Another one is Knitting Smoke, about a big festival I promoted in Bangkok. It’s a bit like Hangover 2 meets Trainspotting, a true story about promoting Oasis, Ian Brown, Snow Patrol, Placebo and Franz Ferdinand back in 2006.
I lost 12 kilos in the process – I called it the Oasis Diet – nothing to do with Oasis, they were great. But I came to Bangkok thinking I’ll stick on a festival and nobody had ever done that and it p***ed off a few people. Basically me and my wife were leaving the country every weekend, Hong Kong or Singapore, to keep out of the road of people that thought I was too big for my boots. I had been a bit naive, thinking it was a bit of a laugh, but apparently it wasn’t. We always had cases packed. Anyhow, the sponsorship didn’t come through, so it’s a revenge film, The Count of Monte Cristo meets Trainspotting. It’s a comedy.
And I’ve got the documentary about the Mercy Centre for kids in Bangkok called The Goodfather , with music by Kyle Falconer and Mikey McFarlane. The guy who runs it has helped thousands of young people through that. And he had stories about Pol Pot, Ho Chi Minh, Michael Jackson, George Bush… I’m going to put it on YouTube to raise awareness and money for the centre. We also did a documentary about Placebo touring Russia called Alt Russia, along the route of Trans Siberian Express and another about human trafficking called Detour which we filmed with MTV for their EXIT campaign when we played a show at Angkor Wat in Cambodia.
What have you learnt in lockdown?
My family’s always been close anyway, but I really appreciate it now.
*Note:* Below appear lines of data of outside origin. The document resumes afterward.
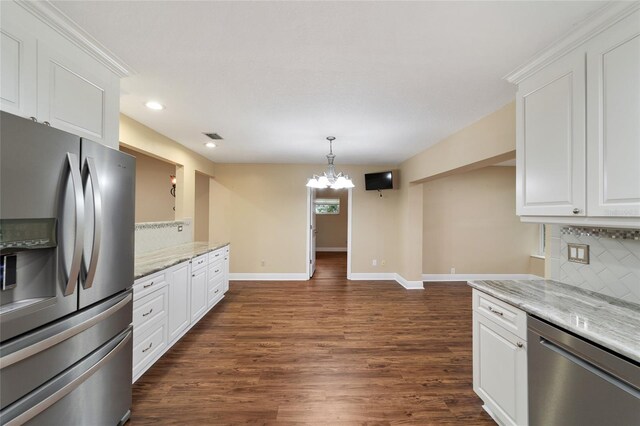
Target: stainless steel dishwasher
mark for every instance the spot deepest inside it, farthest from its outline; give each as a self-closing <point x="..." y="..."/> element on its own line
<point x="575" y="382"/>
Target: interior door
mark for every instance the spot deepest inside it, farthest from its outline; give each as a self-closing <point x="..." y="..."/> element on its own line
<point x="109" y="184"/>
<point x="313" y="231"/>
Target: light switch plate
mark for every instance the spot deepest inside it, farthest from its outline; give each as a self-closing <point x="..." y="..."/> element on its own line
<point x="578" y="253"/>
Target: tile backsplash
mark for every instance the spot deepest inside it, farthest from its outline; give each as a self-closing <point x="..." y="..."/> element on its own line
<point x="152" y="236"/>
<point x="614" y="268"/>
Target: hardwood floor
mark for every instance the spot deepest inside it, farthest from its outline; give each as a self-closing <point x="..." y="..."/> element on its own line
<point x="325" y="351"/>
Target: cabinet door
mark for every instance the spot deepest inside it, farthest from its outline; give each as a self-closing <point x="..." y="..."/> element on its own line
<point x="179" y="300"/>
<point x="613" y="117"/>
<point x="550" y="140"/>
<point x="17" y="69"/>
<point x="500" y="371"/>
<point x="198" y="294"/>
<point x="75" y="94"/>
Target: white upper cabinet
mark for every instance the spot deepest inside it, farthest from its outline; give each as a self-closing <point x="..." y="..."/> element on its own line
<point x="17" y="68"/>
<point x="613" y="117"/>
<point x="54" y="72"/>
<point x="578" y="125"/>
<point x="550" y="142"/>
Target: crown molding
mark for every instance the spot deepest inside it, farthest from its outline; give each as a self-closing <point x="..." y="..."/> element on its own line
<point x="56" y="19"/>
<point x="591" y="26"/>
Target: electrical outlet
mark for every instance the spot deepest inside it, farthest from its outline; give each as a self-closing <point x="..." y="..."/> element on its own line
<point x="578" y="253"/>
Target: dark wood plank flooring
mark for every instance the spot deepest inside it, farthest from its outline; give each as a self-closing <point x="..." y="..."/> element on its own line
<point x="325" y="351"/>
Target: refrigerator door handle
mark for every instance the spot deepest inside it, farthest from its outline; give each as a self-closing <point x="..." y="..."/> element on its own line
<point x="74" y="270"/>
<point x="42" y="345"/>
<point x="69" y="387"/>
<point x="90" y="171"/>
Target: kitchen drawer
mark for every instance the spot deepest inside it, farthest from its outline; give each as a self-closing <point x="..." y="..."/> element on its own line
<point x="199" y="262"/>
<point x="218" y="254"/>
<point x="148" y="346"/>
<point x="149" y="309"/>
<point x="501" y="313"/>
<point x="215" y="292"/>
<point x="216" y="269"/>
<point x="148" y="284"/>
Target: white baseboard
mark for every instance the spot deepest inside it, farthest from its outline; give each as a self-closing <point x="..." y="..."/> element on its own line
<point x="387" y="276"/>
<point x="470" y="277"/>
<point x="373" y="276"/>
<point x="268" y="277"/>
<point x="409" y="285"/>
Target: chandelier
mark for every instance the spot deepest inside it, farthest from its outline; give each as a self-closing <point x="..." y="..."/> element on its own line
<point x="330" y="179"/>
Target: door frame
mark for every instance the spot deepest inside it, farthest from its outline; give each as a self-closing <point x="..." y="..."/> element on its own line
<point x="349" y="230"/>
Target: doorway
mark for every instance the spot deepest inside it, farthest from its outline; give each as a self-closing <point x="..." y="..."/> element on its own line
<point x="329" y="233"/>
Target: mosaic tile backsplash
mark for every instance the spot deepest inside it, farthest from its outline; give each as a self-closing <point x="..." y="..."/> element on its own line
<point x="614" y="268"/>
<point x="152" y="236"/>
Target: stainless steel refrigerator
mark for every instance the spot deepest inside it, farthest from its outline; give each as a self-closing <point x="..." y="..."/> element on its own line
<point x="66" y="259"/>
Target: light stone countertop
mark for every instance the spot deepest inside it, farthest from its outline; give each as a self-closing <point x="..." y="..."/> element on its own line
<point x="155" y="261"/>
<point x="610" y="322"/>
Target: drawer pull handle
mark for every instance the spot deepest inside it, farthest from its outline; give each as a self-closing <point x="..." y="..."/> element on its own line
<point x="495" y="311"/>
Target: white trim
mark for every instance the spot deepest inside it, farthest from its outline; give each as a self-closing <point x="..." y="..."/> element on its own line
<point x="373" y="276"/>
<point x="471" y="277"/>
<point x="307" y="229"/>
<point x="409" y="285"/>
<point x="594" y="24"/>
<point x="287" y="276"/>
<point x="60" y="22"/>
<point x="349" y="231"/>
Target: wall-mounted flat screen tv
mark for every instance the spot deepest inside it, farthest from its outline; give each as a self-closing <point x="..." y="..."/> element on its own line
<point x="378" y="181"/>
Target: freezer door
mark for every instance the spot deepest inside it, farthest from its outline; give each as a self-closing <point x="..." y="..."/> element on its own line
<point x="109" y="186"/>
<point x="41" y="223"/>
<point x="95" y="391"/>
<point x="37" y="357"/>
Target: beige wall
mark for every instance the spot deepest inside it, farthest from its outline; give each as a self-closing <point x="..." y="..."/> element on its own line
<point x="485" y="142"/>
<point x="154" y="202"/>
<point x="332" y="228"/>
<point x="201" y="214"/>
<point x="470" y="224"/>
<point x="144" y="139"/>
<point x="262" y="210"/>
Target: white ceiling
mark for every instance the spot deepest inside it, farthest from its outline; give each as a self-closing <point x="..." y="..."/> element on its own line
<point x="388" y="79"/>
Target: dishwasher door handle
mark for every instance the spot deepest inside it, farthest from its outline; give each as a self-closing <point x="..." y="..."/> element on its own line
<point x="592" y="368"/>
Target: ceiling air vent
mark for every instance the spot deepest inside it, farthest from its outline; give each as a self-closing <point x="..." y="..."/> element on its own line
<point x="214" y="136"/>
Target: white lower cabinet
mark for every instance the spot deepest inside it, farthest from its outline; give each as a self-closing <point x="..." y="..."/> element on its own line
<point x="500" y="359"/>
<point x="168" y="303"/>
<point x="179" y="300"/>
<point x="198" y="294"/>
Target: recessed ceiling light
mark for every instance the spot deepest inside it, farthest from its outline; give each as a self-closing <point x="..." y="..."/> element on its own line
<point x="154" y="105"/>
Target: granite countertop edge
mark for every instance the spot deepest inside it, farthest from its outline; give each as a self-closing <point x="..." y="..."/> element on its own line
<point x="554" y="314"/>
<point x="155" y="261"/>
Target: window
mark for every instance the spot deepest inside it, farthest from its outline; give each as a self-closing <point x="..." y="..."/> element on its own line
<point x="327" y="206"/>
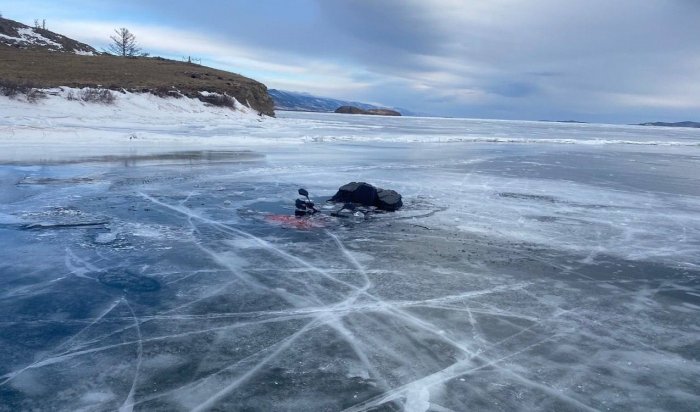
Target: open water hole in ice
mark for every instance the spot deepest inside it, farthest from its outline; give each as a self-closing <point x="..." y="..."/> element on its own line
<point x="517" y="277"/>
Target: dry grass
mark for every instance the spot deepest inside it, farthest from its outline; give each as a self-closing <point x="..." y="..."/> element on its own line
<point x="159" y="76"/>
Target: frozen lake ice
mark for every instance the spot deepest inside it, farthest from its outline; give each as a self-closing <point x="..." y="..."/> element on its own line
<point x="534" y="266"/>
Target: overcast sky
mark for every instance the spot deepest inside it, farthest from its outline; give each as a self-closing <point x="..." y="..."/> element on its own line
<point x="617" y="61"/>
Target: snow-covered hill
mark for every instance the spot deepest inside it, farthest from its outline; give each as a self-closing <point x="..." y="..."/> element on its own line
<point x="16" y="34"/>
<point x="304" y="102"/>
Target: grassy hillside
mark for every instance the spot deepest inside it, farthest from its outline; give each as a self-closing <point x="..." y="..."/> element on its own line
<point x="51" y="69"/>
<point x="43" y="59"/>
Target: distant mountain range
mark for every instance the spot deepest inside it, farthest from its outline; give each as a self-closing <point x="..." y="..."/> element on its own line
<point x="677" y="124"/>
<point x="304" y="102"/>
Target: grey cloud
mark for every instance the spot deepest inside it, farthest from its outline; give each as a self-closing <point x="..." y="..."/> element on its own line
<point x="587" y="59"/>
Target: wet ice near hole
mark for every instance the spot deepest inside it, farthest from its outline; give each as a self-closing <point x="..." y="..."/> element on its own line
<point x="521" y="274"/>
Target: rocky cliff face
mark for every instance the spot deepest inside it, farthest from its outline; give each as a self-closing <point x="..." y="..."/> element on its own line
<point x="21" y="36"/>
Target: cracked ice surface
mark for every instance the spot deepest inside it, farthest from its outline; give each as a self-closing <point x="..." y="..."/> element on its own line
<point x="548" y="276"/>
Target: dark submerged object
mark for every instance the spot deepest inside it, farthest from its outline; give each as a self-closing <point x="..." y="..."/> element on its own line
<point x="304" y="207"/>
<point x="131" y="282"/>
<point x="367" y="195"/>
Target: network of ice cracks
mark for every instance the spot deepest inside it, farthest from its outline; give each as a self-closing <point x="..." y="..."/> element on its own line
<point x="390" y="314"/>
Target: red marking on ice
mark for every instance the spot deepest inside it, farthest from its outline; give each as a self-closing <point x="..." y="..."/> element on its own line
<point x="294" y="222"/>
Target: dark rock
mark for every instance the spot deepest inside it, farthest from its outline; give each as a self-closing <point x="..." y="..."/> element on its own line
<point x="367" y="195"/>
<point x="356" y="192"/>
<point x="388" y="200"/>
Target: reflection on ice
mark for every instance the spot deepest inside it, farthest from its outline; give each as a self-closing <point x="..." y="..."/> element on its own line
<point x="166" y="287"/>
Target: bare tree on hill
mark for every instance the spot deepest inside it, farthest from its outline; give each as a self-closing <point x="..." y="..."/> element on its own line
<point x="124" y="44"/>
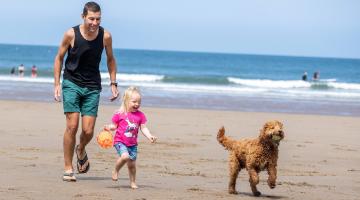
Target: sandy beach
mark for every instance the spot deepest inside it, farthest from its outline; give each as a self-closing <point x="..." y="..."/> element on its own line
<point x="319" y="157"/>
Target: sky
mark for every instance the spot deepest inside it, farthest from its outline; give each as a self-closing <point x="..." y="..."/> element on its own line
<point x="319" y="28"/>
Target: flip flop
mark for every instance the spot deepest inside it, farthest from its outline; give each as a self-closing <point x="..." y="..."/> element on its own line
<point x="69" y="177"/>
<point x="82" y="162"/>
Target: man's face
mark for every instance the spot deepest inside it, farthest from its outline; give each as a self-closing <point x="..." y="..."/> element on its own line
<point x="92" y="21"/>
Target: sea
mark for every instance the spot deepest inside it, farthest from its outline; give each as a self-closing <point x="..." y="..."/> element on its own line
<point x="196" y="80"/>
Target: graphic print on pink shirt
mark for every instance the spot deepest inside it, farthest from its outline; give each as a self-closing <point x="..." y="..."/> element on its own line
<point x="128" y="125"/>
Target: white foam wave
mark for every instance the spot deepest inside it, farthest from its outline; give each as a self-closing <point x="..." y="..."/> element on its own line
<point x="27" y="79"/>
<point x="292" y="84"/>
<point x="346" y="86"/>
<point x="263" y="83"/>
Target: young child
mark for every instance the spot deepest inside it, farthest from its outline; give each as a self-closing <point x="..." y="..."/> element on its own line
<point x="127" y="121"/>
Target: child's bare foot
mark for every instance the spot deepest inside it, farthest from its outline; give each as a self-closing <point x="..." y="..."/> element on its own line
<point x="114" y="176"/>
<point x="133" y="186"/>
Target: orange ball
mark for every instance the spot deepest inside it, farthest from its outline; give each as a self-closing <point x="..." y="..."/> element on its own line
<point x="105" y="139"/>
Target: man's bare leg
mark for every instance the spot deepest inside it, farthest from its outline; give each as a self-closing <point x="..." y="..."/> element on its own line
<point x="87" y="133"/>
<point x="69" y="140"/>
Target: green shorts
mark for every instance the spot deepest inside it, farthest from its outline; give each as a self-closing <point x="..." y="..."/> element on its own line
<point x="80" y="99"/>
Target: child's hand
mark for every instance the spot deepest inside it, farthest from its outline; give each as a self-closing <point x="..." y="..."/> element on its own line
<point x="107" y="128"/>
<point x="153" y="139"/>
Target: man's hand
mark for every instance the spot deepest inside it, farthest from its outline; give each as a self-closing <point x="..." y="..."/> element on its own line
<point x="57" y="92"/>
<point x="114" y="92"/>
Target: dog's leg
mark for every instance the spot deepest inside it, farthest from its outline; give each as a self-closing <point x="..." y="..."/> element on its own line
<point x="272" y="176"/>
<point x="234" y="169"/>
<point x="254" y="180"/>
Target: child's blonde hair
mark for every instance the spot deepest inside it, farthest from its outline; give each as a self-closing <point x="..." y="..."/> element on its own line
<point x="127" y="96"/>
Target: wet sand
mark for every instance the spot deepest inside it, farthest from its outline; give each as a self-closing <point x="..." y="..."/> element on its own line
<point x="319" y="157"/>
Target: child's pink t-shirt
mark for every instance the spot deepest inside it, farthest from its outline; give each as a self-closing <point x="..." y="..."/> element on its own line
<point x="128" y="125"/>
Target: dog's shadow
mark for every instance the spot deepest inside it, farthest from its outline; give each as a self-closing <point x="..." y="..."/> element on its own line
<point x="262" y="195"/>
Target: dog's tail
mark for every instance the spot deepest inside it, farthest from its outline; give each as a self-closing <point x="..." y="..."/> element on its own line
<point x="225" y="141"/>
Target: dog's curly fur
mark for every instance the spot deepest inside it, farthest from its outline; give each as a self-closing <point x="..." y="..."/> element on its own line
<point x="254" y="155"/>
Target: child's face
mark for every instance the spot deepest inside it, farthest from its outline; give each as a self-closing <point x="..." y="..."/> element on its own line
<point x="135" y="102"/>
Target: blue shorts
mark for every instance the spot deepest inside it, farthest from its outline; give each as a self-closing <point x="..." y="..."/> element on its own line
<point x="122" y="148"/>
<point x="80" y="99"/>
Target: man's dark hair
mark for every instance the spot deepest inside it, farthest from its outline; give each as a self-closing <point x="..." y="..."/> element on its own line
<point x="91" y="6"/>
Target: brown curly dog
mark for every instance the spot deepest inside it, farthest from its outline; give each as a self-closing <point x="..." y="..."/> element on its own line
<point x="254" y="154"/>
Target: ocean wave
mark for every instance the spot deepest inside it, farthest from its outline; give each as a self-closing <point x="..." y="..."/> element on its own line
<point x="293" y="84"/>
<point x="264" y="83"/>
<point x="134" y="77"/>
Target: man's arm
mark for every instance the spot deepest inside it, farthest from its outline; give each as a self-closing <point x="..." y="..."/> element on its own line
<point x="67" y="40"/>
<point x="111" y="63"/>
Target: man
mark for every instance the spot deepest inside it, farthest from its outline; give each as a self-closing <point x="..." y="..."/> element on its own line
<point x="81" y="85"/>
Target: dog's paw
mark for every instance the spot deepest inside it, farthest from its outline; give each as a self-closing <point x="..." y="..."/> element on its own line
<point x="272" y="185"/>
<point x="257" y="193"/>
<point x="232" y="191"/>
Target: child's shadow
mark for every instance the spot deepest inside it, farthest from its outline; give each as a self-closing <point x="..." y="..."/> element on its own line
<point x="262" y="195"/>
<point x="126" y="186"/>
<point x="93" y="178"/>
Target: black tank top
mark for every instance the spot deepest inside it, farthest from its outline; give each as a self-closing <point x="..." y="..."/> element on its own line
<point x="83" y="60"/>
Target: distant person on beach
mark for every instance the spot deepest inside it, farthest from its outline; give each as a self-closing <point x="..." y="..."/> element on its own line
<point x="12" y="71"/>
<point x="21" y="70"/>
<point x="316" y="76"/>
<point x="81" y="84"/>
<point x="304" y="77"/>
<point x="33" y="71"/>
<point x="127" y="122"/>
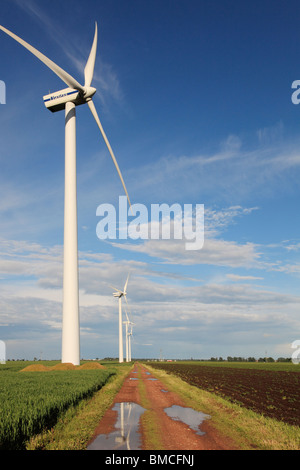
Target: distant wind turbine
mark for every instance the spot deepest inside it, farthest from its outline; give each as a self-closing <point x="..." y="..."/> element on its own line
<point x="68" y="99"/>
<point x="119" y="294"/>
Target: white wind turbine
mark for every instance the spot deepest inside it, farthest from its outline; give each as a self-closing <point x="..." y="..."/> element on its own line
<point x="68" y="99"/>
<point x="119" y="294"/>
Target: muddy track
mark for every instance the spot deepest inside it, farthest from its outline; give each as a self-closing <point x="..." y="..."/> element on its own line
<point x="146" y="403"/>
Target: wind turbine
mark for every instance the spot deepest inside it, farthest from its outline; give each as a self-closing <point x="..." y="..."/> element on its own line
<point x="119" y="294"/>
<point x="68" y="99"/>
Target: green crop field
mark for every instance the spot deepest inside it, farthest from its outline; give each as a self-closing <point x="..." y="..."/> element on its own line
<point x="32" y="401"/>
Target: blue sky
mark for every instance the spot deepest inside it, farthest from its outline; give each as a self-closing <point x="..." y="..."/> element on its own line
<point x="195" y="98"/>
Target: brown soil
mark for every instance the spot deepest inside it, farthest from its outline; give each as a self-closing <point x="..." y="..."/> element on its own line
<point x="172" y="435"/>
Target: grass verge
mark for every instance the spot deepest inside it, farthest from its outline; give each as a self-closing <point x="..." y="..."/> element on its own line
<point x="247" y="429"/>
<point x="76" y="427"/>
<point x="149" y="423"/>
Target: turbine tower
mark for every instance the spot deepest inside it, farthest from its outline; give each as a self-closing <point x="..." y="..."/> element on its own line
<point x="68" y="99"/>
<point x="119" y="294"/>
Every morning I walk aross this river and appreciate every single bird, flower, the little canoes with the people selling stuff. The people that stay on the river, live in little huts and the kids come out immaculate, white shirt, blue shorts and white socks, and go to school on the little boats. You look at everything and go this is a great world, awesome. It’s a pity it’s run by a load of pricks though, sorry, but the general people are great. So I’ve learned to appreicate every single day, every moment.
What’s in the future for you?
I’ve probably lost money on the tour and audiences are restricted for the movie… but I don’t care, it doesn’t matter to me. Because I’ve got my health. People in Thailand who haven’t got money, there’s no furlough scheme here. I’m lucky. I make money on Placebo streaming and I’m just blessed to be in the way I am. Simple as that, I’m really very lucky.
The last few months, for some obscure reason, I’ve been saying to anyone who’ll listen, I used to think about the afterlife, but I don’t care about that now ‘cos my life couldn’t get any better. I would not swap my life with anybody, even if somebody said you could be Cristiano Ronaldo playing for anybody....
What if you could be David Narey scoring that goal for Scotland?
Oh… maybe for just for a minute. But then I’d swap straight back again.